At their best, parents can be enormously helpful to your career development. They can be inspiring when you're trying to pick a major, supportive when your internship isn't going quite as well as you'd hoped and encouraging when you're trying to land your first real job after graduation.
But at their worst, some parents go too far in their efforts to help you, thus hurting your prospects, not to mention your self-respect. Consider these troubling scenarios -- all of them real:
- One set of parents insisted on accompanying their son to his appointment with a counselor at the campus career center so they could tell the counselor what their clearly confused son "wanted" to major in.
- One employer reports he got a call from the father of a recent graduate who had been offered an entry-level job with the organization. Dad wanted to negotiate his daughter's salary and benefits.
- Another employer reported when she walked out of her office to introduce herself to the college senior interviewing for a position, she was surprised to see the outstretched hand of the candidate's mother as well.
- A temporary staffing agency manager says he's recently received phone calls from about 10 parents, all of them touting the skills of their college-age sons and daughters and urging they be assigned to key temp jobs.
- At one major university, some anxious parents have tried to keep tabs on their children's interviewing activities by requesting access -- unsuccessfully -- to the school's on-campus interview scheduling system.
If you're like many of today's college students, you turn to your parents for all kinds of advice. After all, your parents have much to share with you about both their successes and failures, and you can gain valuable insights from their experience and advice.
But there's a fine -- or maybe not so fine -- line between parents who help and parents who smother when your career development is at stake. Where is that boundary? Ask yourself the following questions:
Who's Initiating Your Career-Development Activities?

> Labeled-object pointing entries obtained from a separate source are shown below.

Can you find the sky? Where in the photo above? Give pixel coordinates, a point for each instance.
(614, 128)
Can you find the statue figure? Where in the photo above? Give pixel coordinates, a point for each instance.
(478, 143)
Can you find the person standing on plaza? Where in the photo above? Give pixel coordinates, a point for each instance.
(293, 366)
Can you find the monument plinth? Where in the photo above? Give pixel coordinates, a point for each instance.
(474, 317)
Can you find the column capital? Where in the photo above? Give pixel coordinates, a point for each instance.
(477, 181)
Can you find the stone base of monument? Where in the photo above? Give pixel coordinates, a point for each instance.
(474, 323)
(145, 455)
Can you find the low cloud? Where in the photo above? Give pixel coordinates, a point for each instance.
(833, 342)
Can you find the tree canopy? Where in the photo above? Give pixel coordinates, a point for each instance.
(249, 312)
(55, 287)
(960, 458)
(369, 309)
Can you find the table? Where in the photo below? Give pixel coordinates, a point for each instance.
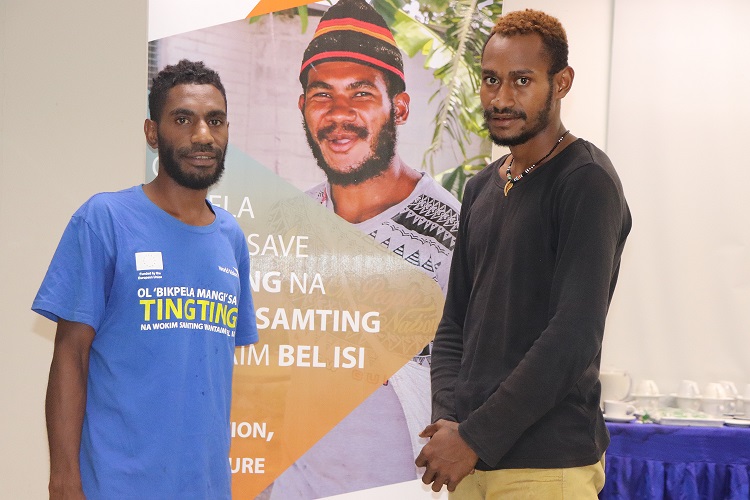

You've reached the stage in your life when you need to take over as the manager of your own career. Yes, your parents may make unsolicited suggestions once in a while that turn out to be helpful, and that's wonderful. But are they dragging you along by initiating most of those career-development activities themselves? If so, that's a sign of over-involvement on their part -- and under-involvement on yours.
Are Your Parents with You -- Literally?
If your parents insist on accompanying you to career counseling appointments, job fairs, internship or job interviews, they're not doing you any favors. It's time to respectfully declare: "I appreciate your willingness to help, but I need to do this on my own."
Are Your Parents Doing End Arounds on You?
Did your parents contact your academic advisor or a campus career counselor before you did? Are Mom and Dad contacting prospective employers on your behalf -- without telling you? Of course, some parents will mention your career concerns or job search activities to friends and acquaintances. It's when they actively pull an end around on you that they're out of line.
Are You Resisting Your Parents' Advice Just to Spite Them?
When you feel backed into a corner, it's human nature to resist. Do you find yourself dismissing whatever career-related ideas your parents dish out, even those that might be potentially helpful to you out of spite? If so, it's time to establish new boundaries with each other.
Developing into your own person isn't easy for you or your parents. But when it comes to your career, you need to be in charge. Parental guidance is fine, but parental dominance is not.